Hoy he visitado la tumba de mi padre. En veinticinco años es la segunda vez que lo hago. La primera, fue un día del padre, dos años después de perderlo.
Aquel día lo planeé. Miré los papeles que tenía guardados mi madre. Entré en el cementerio, pregunté dónde estaba el módulo de San Casiano. Izquierda, columna uno, fila dos. Cuando llegué ante su lápida ni siquiera me impresioné. Iba acompañada y no soy amiga de exhibir mis sentimientos.
Hoy ni lo he pensado. Tenia cita con mi médico. Al salir, vi el cementerio a lo lejos. Mis pies me han llevado corriendo hasta los pies de su tumba.
Hoy no he preguntado ni me he perdido. He ido derechita, como cuando de pequeña, mi padre me llamaba con su potente silbido. Allí donde yo estuviera, mis pies se ponían en marcha hacia él, hacia sus brazos de padre, hacia sus besos de padre, hacia mi seguridad absoluta.
He limpiado su lápida con un pañuelo de papel. Con el mismo pañuelo he secado mis lágrimas. Tenía que hablar con él. Todos mis amigos me aconsejan, me dicen haz esto o aquello, es lo mejor. Pero yo necesito la opinión de mi padre. Yo no creo en Dios pero siempre he creído en mi padre.
He hablado con él. Se lo he contado todo. Veía su sonrisa a través de la piedra.
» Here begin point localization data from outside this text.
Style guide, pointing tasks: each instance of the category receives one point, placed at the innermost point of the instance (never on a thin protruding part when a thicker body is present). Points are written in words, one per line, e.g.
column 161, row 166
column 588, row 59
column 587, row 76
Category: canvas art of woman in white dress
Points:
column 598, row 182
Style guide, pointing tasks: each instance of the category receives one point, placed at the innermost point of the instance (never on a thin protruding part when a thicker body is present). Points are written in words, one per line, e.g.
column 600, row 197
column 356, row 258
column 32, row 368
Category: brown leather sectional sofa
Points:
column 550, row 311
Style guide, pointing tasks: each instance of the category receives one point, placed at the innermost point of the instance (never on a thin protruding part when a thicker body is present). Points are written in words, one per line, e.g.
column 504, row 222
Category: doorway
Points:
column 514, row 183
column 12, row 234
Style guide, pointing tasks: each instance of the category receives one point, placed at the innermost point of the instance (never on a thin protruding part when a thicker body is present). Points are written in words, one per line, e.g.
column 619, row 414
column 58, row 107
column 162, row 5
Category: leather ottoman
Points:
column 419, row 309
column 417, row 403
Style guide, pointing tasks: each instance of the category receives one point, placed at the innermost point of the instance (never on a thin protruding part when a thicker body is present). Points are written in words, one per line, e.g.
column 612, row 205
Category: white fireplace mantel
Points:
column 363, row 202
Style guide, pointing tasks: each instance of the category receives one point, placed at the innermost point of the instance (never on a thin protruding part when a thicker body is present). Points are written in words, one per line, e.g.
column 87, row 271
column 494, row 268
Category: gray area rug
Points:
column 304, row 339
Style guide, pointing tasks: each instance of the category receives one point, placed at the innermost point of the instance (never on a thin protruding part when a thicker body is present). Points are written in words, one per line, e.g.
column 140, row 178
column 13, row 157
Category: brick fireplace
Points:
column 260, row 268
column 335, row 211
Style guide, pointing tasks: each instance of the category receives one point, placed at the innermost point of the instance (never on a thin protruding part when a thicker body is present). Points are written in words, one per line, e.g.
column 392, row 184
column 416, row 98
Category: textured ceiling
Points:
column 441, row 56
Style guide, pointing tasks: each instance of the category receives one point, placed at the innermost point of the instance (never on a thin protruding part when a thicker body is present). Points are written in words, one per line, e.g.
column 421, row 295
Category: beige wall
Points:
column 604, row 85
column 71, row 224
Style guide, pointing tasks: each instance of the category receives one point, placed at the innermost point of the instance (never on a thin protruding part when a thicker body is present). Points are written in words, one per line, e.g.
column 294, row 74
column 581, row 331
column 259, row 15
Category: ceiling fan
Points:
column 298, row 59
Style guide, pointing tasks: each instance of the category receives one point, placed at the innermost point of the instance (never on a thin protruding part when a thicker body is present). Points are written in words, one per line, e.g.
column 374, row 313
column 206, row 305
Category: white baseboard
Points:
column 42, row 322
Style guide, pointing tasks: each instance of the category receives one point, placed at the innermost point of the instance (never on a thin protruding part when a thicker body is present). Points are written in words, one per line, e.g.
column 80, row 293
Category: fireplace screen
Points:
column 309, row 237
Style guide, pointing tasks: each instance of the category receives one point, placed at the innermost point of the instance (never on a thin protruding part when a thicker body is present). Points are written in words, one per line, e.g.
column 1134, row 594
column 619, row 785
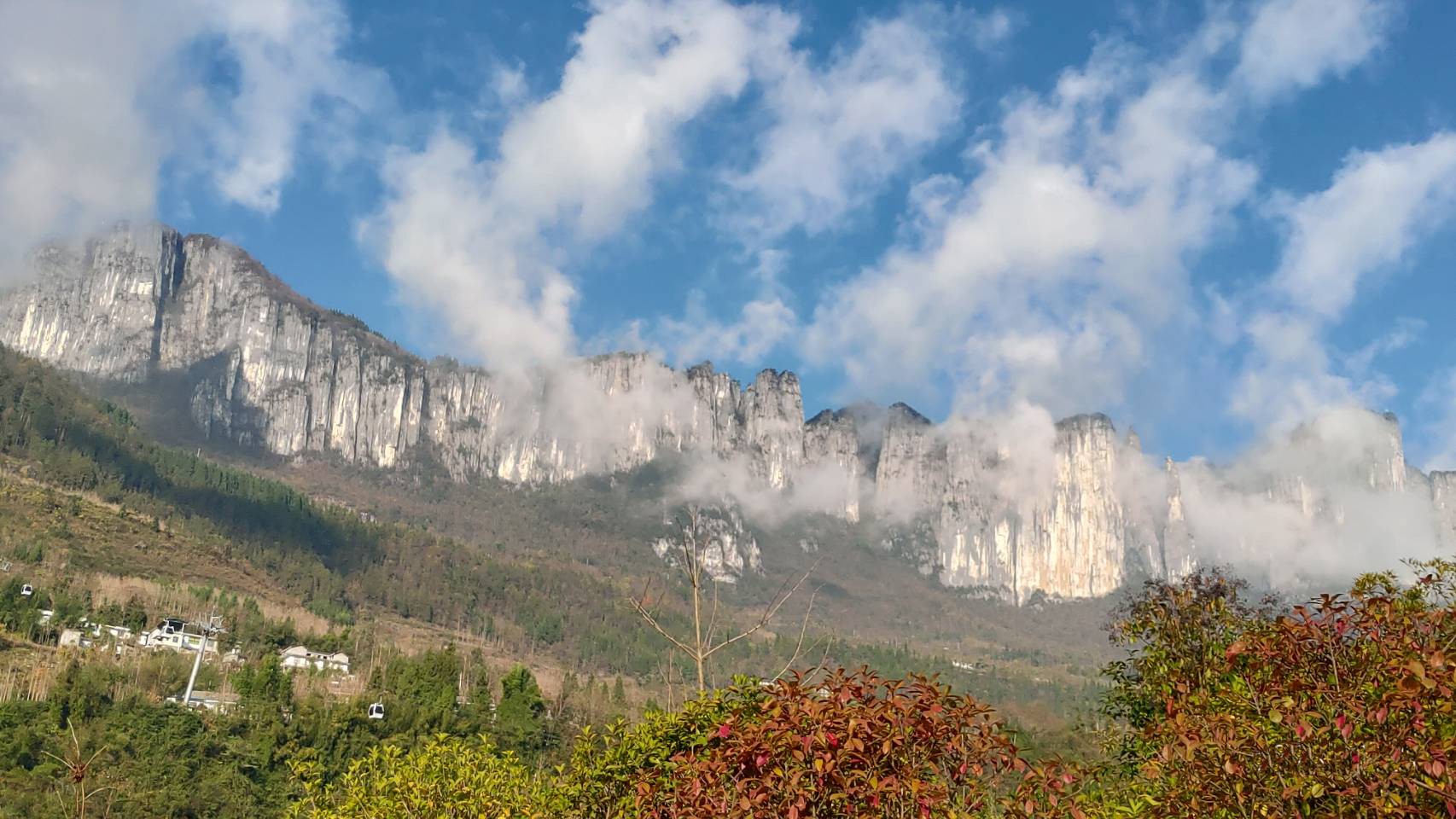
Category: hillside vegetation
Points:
column 462, row 639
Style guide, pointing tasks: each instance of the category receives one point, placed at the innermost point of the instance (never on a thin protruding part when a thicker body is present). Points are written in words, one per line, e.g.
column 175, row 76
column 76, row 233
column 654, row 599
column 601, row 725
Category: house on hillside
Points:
column 300, row 656
column 212, row 700
column 172, row 635
column 74, row 639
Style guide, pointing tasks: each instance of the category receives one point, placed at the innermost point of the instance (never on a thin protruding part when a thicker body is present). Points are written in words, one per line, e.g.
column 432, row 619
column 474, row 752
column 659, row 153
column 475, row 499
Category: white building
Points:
column 172, row 635
column 74, row 639
column 210, row 700
column 300, row 656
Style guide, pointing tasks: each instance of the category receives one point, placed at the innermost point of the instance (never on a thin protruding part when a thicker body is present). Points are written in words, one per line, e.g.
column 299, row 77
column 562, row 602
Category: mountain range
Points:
column 1078, row 511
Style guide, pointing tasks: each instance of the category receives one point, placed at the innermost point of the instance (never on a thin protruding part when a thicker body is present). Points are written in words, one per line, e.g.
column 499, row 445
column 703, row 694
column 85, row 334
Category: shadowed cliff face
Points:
column 1078, row 514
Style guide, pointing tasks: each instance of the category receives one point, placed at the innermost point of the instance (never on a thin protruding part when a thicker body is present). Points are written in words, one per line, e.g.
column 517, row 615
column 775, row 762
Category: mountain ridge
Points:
column 268, row 369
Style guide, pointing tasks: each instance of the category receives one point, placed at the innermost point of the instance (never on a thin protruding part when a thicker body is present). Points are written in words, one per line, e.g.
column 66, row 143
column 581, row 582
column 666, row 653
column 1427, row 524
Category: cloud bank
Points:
column 99, row 101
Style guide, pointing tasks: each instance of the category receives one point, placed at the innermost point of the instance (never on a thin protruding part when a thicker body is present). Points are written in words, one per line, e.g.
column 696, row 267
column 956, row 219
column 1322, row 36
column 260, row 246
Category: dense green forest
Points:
column 84, row 489
column 1220, row 707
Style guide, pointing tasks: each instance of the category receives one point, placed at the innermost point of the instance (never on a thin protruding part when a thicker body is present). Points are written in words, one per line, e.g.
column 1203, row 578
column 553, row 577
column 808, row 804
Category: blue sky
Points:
column 1208, row 220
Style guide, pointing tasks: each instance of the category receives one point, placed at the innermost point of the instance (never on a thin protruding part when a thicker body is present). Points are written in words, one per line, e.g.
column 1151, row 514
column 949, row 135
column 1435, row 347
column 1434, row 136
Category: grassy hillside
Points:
column 539, row 575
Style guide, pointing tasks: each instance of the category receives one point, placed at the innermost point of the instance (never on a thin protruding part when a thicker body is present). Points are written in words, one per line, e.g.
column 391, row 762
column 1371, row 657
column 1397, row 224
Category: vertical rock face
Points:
column 1443, row 498
column 274, row 371
column 1079, row 537
column 270, row 369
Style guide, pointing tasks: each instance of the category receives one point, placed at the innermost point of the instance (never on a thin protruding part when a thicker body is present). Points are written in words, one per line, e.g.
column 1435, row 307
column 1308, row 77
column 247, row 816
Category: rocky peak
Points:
column 267, row 369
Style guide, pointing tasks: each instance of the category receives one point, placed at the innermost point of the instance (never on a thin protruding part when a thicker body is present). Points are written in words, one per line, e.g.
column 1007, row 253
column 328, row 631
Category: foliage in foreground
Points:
column 849, row 745
column 1340, row 707
column 1223, row 709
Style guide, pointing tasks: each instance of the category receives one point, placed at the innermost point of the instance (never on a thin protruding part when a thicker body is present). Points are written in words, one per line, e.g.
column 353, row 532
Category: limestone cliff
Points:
column 270, row 369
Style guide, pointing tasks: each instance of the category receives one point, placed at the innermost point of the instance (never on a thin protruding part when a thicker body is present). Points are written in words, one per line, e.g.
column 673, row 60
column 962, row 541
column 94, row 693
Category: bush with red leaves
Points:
column 849, row 745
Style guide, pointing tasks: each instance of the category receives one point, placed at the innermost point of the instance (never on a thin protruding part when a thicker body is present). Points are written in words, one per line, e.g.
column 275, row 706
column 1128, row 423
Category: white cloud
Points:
column 1043, row 276
column 476, row 241
column 80, row 140
column 96, row 98
column 993, row 29
column 760, row 326
column 839, row 133
column 1377, row 206
column 1295, row 44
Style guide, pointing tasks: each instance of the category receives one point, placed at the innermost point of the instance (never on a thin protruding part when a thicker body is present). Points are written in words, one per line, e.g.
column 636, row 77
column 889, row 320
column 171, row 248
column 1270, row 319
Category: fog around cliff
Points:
column 1045, row 271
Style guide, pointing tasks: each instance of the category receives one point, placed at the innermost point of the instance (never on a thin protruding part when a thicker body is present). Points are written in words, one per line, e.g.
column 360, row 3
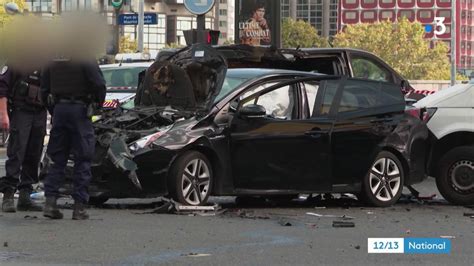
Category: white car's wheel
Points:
column 383, row 184
column 455, row 180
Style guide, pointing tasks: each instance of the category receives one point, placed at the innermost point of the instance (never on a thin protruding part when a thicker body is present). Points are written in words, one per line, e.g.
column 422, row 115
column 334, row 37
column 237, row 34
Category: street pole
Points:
column 453, row 42
column 141, row 22
column 201, row 26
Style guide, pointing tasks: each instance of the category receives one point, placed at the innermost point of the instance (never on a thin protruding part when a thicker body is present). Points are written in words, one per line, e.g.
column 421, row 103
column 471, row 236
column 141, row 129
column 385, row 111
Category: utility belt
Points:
column 25, row 93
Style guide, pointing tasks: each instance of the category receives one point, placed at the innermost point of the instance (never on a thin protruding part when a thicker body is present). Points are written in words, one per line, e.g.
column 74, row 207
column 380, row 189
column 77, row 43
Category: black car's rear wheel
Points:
column 191, row 179
column 383, row 184
column 456, row 177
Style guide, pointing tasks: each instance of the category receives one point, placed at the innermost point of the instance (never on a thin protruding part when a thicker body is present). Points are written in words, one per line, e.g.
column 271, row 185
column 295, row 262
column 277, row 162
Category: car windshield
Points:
column 122, row 77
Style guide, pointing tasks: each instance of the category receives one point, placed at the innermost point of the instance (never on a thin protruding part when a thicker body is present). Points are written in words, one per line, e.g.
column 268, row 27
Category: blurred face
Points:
column 259, row 13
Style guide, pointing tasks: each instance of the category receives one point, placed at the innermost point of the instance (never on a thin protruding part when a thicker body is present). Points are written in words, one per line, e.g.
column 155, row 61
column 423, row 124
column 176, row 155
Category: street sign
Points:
column 132, row 19
column 199, row 7
column 117, row 4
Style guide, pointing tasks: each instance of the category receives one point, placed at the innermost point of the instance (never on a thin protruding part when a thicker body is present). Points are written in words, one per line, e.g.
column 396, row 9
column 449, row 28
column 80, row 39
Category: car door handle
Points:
column 314, row 133
column 381, row 120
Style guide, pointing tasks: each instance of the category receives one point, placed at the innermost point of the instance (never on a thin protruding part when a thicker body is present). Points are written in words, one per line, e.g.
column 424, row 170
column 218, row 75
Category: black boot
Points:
column 79, row 212
column 51, row 209
column 25, row 203
column 8, row 203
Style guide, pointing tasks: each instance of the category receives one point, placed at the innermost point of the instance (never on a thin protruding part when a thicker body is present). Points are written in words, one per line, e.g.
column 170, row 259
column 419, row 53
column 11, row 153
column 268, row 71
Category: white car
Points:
column 450, row 116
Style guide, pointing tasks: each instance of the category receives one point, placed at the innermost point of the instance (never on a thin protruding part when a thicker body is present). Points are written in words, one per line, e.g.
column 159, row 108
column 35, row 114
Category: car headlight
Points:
column 146, row 141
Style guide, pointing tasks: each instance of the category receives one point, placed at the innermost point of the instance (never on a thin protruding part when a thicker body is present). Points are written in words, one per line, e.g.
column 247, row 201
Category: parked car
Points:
column 450, row 116
column 198, row 129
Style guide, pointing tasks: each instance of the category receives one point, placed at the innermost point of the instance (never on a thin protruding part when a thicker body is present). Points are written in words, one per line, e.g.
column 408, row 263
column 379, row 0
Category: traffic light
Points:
column 213, row 37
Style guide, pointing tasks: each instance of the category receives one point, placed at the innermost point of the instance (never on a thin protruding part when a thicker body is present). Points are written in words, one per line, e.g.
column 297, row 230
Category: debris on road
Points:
column 450, row 237
column 170, row 206
column 284, row 222
column 196, row 255
column 342, row 224
column 345, row 217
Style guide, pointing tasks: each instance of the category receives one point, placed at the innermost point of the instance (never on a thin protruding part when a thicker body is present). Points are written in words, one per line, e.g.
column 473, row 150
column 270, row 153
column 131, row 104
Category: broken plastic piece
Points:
column 342, row 224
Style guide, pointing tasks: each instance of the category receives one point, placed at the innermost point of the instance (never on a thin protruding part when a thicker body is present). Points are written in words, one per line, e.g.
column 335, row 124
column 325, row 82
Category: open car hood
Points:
column 190, row 79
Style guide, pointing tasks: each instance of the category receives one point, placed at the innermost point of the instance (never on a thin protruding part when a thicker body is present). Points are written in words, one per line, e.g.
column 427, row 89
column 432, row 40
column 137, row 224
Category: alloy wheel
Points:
column 195, row 181
column 385, row 179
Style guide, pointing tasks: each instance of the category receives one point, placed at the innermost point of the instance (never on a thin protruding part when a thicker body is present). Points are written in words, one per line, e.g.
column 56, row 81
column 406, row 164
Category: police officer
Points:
column 74, row 86
column 21, row 109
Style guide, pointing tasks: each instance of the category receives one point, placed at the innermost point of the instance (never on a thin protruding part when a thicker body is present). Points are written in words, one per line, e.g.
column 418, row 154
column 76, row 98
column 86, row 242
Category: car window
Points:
column 122, row 77
column 359, row 95
column 366, row 68
column 311, row 89
column 278, row 103
column 230, row 83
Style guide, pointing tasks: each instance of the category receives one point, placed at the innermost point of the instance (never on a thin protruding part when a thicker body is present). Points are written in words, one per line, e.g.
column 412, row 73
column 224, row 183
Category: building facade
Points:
column 423, row 11
column 321, row 14
column 172, row 18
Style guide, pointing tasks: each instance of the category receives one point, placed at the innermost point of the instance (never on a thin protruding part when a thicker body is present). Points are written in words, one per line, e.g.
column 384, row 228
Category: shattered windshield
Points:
column 122, row 77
No me ha juzgado. Me decía “Sé feliz, hija”. Hija…él siempre me llamaba así, no me decía niña, ni chiquilla, ni cariño. Me decía “Hija…”. Si le pedía consejo me decía “¿Qué quieres que te diga, hija?” Para decirme "Te quiero", me decía “Hija de mis entretelas…”
Al llegar a casa, he guardado el pañuelo en mi cajón. Polvo de su lápida y lágrimas de mis ojos. He escrito en un papel todo lo que nos hemos dicho hoy. Para no olvidarlo.